Clustering is the technique of grouping rows together that share similar values across a number of variables. It is a wonderful exploratory technique to help you understand the clumping structure of your data. Hierarchical clustering is appropriate for small tables, up to several thousand rows. It combines rows in a hierarchical sequence portrayed as a tree. In JMP, the tree, also called a dendrogram, is a dynamic, responding graph. You can choose the number of clusters that you like after the tree is built.

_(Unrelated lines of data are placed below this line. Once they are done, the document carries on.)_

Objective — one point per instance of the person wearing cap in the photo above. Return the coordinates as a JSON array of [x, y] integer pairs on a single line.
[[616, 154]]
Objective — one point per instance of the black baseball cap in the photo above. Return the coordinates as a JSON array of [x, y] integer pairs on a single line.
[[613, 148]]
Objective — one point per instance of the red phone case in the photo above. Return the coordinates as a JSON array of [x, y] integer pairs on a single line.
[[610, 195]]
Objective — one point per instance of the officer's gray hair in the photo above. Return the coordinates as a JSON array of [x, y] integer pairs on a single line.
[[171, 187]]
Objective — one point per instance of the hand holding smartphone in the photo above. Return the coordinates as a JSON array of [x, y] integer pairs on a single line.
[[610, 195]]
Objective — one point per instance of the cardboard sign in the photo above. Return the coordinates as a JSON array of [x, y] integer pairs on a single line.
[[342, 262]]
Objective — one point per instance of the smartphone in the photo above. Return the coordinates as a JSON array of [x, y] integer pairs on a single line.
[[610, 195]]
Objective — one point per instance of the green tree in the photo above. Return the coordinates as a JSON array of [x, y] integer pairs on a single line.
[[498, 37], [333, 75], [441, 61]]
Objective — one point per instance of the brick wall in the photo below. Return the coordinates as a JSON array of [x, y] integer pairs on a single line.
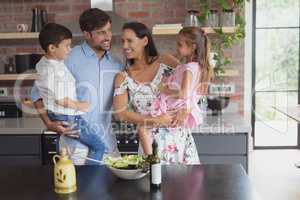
[[150, 12]]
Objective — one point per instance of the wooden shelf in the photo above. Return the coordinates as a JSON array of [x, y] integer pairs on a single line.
[[13, 77], [27, 35], [175, 30], [230, 72]]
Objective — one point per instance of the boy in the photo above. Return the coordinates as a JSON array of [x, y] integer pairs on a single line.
[[57, 88]]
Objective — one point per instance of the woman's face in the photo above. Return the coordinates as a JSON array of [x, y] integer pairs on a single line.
[[133, 46], [183, 50]]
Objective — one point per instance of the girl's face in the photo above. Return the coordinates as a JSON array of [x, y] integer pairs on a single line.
[[133, 46], [183, 49], [62, 50]]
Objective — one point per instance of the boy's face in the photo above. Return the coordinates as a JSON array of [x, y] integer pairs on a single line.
[[61, 51]]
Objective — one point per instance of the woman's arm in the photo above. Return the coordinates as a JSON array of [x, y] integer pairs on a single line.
[[77, 105], [121, 112], [183, 91]]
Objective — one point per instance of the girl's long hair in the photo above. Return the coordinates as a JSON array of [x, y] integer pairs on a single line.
[[142, 31], [196, 36]]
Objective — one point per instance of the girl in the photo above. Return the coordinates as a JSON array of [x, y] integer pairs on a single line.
[[180, 91]]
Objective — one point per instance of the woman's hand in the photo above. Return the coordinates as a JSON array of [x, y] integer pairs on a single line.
[[164, 120], [180, 117], [163, 87]]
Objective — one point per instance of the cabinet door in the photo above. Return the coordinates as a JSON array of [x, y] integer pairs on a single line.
[[221, 144], [242, 160], [20, 149]]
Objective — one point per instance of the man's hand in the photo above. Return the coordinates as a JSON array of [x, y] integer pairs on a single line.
[[180, 117], [62, 128]]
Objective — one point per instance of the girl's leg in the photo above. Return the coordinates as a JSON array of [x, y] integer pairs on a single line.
[[145, 139]]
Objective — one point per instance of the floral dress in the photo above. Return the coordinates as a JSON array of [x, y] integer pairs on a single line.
[[175, 145]]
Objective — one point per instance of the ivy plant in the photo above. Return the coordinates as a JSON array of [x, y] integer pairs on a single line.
[[224, 40]]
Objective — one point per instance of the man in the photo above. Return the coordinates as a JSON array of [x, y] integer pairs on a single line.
[[94, 69]]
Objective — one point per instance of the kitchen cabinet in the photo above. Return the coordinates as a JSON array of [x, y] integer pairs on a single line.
[[20, 149], [223, 139], [20, 141], [223, 149]]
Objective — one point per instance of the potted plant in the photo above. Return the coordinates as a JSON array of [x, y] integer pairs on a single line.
[[219, 96]]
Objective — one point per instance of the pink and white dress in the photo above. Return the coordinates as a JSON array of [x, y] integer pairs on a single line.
[[164, 103]]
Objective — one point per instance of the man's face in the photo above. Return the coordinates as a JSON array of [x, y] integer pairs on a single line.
[[100, 39]]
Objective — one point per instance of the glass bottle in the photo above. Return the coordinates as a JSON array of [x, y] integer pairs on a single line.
[[155, 167], [228, 17], [213, 18]]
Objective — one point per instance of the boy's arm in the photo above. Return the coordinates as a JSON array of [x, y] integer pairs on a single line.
[[77, 105]]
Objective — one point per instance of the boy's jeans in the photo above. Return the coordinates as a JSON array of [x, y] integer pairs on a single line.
[[88, 135]]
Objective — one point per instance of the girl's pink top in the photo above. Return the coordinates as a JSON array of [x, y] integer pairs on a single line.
[[164, 103]]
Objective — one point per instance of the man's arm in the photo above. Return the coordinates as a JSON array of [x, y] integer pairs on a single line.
[[55, 126], [76, 105]]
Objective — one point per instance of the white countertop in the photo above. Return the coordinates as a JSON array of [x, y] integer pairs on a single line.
[[21, 126], [223, 124]]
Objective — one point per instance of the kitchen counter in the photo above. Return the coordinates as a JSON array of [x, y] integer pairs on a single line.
[[205, 182], [223, 124], [21, 126]]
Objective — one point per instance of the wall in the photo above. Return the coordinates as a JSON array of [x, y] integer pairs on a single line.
[[149, 12]]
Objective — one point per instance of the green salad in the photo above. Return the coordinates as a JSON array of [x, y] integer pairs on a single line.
[[125, 162]]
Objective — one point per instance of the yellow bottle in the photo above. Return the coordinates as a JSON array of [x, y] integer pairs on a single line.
[[64, 174]]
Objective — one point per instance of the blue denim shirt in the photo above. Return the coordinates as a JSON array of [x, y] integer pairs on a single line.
[[94, 83]]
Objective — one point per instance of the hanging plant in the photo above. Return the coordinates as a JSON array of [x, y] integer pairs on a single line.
[[224, 40]]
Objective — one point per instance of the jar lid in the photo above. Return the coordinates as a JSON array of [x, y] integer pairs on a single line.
[[213, 10], [193, 11], [227, 10]]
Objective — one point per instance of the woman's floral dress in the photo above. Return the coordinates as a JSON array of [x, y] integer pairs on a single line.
[[175, 145]]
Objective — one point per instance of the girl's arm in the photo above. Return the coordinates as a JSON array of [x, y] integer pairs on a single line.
[[121, 112], [183, 91], [169, 60], [77, 105]]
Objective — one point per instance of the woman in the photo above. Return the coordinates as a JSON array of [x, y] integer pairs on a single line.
[[138, 86]]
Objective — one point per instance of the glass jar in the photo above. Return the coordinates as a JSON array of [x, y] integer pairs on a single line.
[[228, 18], [213, 18], [191, 19]]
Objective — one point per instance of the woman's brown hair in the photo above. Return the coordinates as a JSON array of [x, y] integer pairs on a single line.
[[196, 36]]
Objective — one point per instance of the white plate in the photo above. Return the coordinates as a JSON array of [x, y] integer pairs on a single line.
[[128, 174]]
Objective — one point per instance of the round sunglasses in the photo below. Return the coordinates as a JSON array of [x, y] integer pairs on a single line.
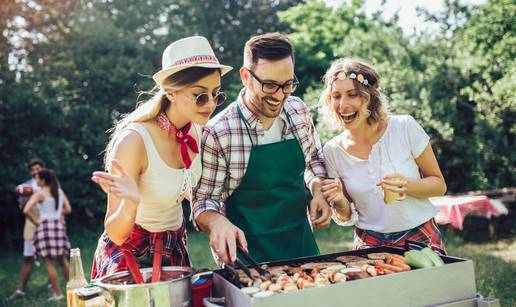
[[204, 98]]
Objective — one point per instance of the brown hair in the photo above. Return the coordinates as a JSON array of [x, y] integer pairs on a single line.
[[370, 93], [269, 46], [50, 179]]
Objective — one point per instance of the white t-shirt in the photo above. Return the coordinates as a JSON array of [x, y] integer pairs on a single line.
[[47, 209], [402, 142]]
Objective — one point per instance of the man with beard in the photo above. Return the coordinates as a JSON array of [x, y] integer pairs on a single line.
[[257, 156]]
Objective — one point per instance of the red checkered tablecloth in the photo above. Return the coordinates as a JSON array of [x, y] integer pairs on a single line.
[[454, 209]]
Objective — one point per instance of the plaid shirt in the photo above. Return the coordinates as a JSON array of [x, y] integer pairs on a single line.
[[226, 147]]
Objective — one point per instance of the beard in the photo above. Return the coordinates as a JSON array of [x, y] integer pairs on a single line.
[[266, 105]]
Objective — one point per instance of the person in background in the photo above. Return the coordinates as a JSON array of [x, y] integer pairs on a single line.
[[153, 162], [24, 191], [259, 154], [50, 239], [383, 166]]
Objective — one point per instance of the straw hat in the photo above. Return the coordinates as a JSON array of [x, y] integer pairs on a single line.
[[188, 52]]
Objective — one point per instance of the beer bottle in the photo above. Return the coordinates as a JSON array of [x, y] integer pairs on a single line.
[[76, 280]]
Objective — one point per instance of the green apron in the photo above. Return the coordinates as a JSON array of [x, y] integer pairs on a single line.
[[270, 204]]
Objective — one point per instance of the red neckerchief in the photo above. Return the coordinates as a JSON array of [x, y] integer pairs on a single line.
[[182, 137]]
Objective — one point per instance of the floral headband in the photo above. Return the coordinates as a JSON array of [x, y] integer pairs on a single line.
[[341, 75]]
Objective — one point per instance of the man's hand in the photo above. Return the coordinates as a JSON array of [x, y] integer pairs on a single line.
[[319, 204], [224, 236], [332, 190]]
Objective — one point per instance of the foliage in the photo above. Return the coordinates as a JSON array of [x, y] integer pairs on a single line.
[[68, 69], [458, 83], [80, 65]]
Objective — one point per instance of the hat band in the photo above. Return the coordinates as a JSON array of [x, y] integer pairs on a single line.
[[197, 59]]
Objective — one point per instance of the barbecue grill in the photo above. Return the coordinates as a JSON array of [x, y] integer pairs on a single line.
[[451, 285]]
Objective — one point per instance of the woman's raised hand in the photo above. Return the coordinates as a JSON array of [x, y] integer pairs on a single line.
[[396, 183], [118, 183], [332, 190]]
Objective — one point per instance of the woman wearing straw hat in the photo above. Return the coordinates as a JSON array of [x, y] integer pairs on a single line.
[[152, 162]]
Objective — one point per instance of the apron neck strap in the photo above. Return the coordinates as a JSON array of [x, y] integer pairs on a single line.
[[245, 123], [241, 115]]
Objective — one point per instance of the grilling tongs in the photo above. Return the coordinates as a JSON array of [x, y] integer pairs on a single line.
[[263, 272]]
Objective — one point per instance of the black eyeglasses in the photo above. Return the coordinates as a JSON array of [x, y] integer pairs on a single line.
[[271, 87], [204, 98]]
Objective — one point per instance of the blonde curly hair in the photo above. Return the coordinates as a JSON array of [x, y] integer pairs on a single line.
[[371, 94]]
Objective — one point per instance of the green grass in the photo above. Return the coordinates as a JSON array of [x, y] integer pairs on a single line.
[[494, 276]]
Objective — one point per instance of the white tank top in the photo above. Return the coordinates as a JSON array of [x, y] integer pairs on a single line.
[[162, 188], [47, 208]]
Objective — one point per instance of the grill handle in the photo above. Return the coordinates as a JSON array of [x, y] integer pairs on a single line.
[[410, 244], [263, 272]]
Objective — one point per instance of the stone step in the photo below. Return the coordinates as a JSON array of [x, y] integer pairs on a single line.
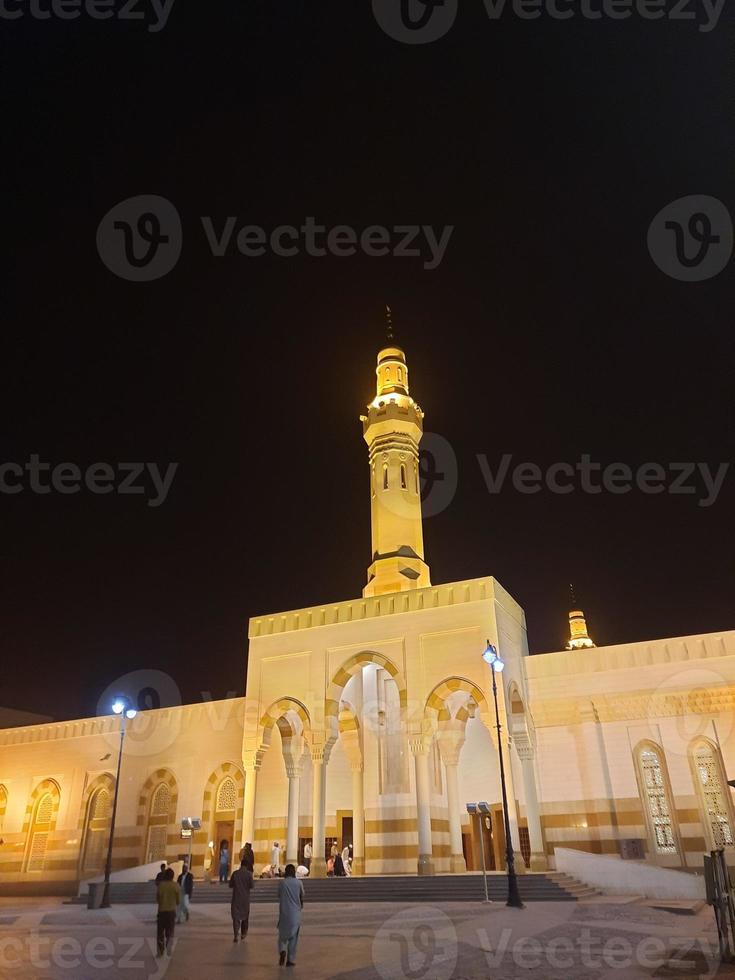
[[372, 888]]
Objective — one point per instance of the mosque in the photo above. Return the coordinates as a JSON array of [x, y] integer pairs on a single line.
[[371, 721]]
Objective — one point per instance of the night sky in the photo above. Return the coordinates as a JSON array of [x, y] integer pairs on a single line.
[[546, 331]]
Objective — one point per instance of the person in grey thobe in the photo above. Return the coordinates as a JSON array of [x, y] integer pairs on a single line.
[[290, 904], [241, 884]]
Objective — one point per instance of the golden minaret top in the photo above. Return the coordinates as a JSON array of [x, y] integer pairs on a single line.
[[579, 638], [392, 430]]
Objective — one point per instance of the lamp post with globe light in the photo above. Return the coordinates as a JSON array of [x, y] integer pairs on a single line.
[[493, 659], [123, 707]]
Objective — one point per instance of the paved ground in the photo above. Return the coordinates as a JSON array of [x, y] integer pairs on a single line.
[[47, 940]]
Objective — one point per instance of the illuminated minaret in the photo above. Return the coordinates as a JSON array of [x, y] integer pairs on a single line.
[[578, 635], [392, 429]]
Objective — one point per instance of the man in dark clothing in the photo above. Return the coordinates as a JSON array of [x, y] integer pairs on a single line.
[[169, 896], [241, 884], [185, 882]]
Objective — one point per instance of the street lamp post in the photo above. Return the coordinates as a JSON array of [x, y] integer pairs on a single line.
[[492, 657], [123, 707]]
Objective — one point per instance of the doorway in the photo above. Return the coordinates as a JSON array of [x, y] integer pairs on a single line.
[[224, 833]]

Hierarchical clustering is also called agglomerative clustering because it is a combining process. The method starts with each point (row) as its own cluster. At each step the clustering process calculates the distance between each cluster, and combines the two clusters that are closest together. This combining continues until all the points are in one final cluster. The user then chooses the number of clusters that seems right and cuts the clustering tree at that point. The combining record is portrayed as a tree, called a dendogram. The single points are leaves, the final single cluster of all points are the trunk, and the intermediate cluster combinations are branches. Since the process starts with n(n + 1)/2 distances for n points, this method becomes too expensive in memory and time when n is large.
Hierarchical clustering also supports character columns. If the column is ordinal, then the data value used for clustering is just the index of the ordered category, treated as if it were continuous data. If the column is nominal, then the categories must match to contribute a distance of zero. They contribute a distance of 1 otherwise.